In 1970, the Beatles broke up. My mother died; so did Jimi Hendrix and Janis Joplin. My world and my paintings grew darker, and I fell into depression. The new wave of feminism came to my rescue; the Redstockings consciousness raising groups I joined may well have saved my life. I’d survived the Sixties with no significant relationships and given up on finding that elusive Significant Other. I went off the pill, virtually swore off men—virtually but not entirely.
In the summer of 1973, when I discovered I was pregnant, I was incredulous. I’d always been careful —on the pill for years, then IUDs. I’d recently switched to diaphragms, which had obviously failed. The father could have been one of two men, but I wasn’t serious about either of them. My decision was a no-brainer: I’d get an abortion. In New York State, abortion had been legalized in 1970. My pregnancy was confirmed at a clinic in Greenwich Village, and with several other women, I climbed into a van for a trip to a medical practice in Rockland County.
I was awake and alert during the procedure. I don’t recall pain, just a sucking vacuum sound and some pressure. After the trip back to Manhattan, I wasn’t ready to go home, so I took in a movie at the art house on 8th Street, then walked the few blocks south to my Prince Street loft. I could think of no one to call.
I wasn’t depressed or traumatized. Instead I felt strangely numb and indifferent. But on a deeper level, something was stirring. The notion that I could bring forth a new life struck me as an amazing novelty.
I’d always been drawn to men who were wary of relationships or emotionally unavailable. But that November, at the hip bar Max’s Kansas City, an attractive man commented on my Pentax camera and said he was writing a book about Pentax. Something clicked, and within a month, we were living together. Like me, he’d married young, had no children, then separated and plunged into the hedonistic Sixties. Like me, he’d become disenchanted with the lifestyle and was ready to settle down.
We decided to conceive a child, and we soon succeeded. We married, and our daughter was born within the year. I was so enchanted with her that I produced a series of watercolors and drawings chronicling our first year together, featured in a one-woman show at a Prince Street gallery. But motherhood was driving me stir-crazy, so I went back to school, earning an MA in art therapy at NYU and embarking on a new career with a more reliable income stream than painting.
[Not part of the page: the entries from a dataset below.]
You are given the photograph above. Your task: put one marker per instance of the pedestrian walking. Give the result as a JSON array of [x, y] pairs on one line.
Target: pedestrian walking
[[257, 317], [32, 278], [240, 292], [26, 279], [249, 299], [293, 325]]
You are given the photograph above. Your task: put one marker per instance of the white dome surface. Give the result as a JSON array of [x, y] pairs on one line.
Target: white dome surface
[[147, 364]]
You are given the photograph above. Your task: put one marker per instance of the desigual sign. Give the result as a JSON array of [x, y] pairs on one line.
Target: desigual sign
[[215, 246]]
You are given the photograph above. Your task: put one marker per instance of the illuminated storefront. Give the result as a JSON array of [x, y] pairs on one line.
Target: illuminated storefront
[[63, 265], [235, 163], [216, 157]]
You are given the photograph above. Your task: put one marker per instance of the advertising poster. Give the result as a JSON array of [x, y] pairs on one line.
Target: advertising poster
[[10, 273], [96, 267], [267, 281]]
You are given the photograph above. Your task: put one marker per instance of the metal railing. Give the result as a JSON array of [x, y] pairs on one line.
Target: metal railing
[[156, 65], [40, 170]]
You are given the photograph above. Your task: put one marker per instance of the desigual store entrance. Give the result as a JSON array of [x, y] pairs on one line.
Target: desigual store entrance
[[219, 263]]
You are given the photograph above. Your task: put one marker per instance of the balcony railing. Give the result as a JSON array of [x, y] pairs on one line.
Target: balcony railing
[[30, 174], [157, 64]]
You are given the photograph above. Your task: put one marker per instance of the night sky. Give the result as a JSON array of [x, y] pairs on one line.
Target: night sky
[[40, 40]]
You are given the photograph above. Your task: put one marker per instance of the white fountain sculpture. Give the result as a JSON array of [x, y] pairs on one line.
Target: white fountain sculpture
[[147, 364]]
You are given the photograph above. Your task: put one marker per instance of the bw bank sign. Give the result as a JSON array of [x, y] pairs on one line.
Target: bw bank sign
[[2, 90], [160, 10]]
We considered having another child, but one felt just right, and I had other goals to pursue, so once again I made a reproductive choice and opted for reliable birth control. I’m grateful I had the freedom to control the trajectory of my life without judgment or intervention from the government.
Thanks to New York State’s laws, I trust my two granddaughters will enjoy the same freedom. But with Roe v. Wade, under attack, I can’t be sure. What is certain is that in many states, millions of women will lose the power to choose their own destinies, and the loss to society will be catastrophic. More women need to come out of the closet and tell their own stories. Maybe that will tip the scales enough to show that abortion is a deeply personal choice rather than an either/or issue controlled by a ruling elite that wants to determine what women can do with their bodies.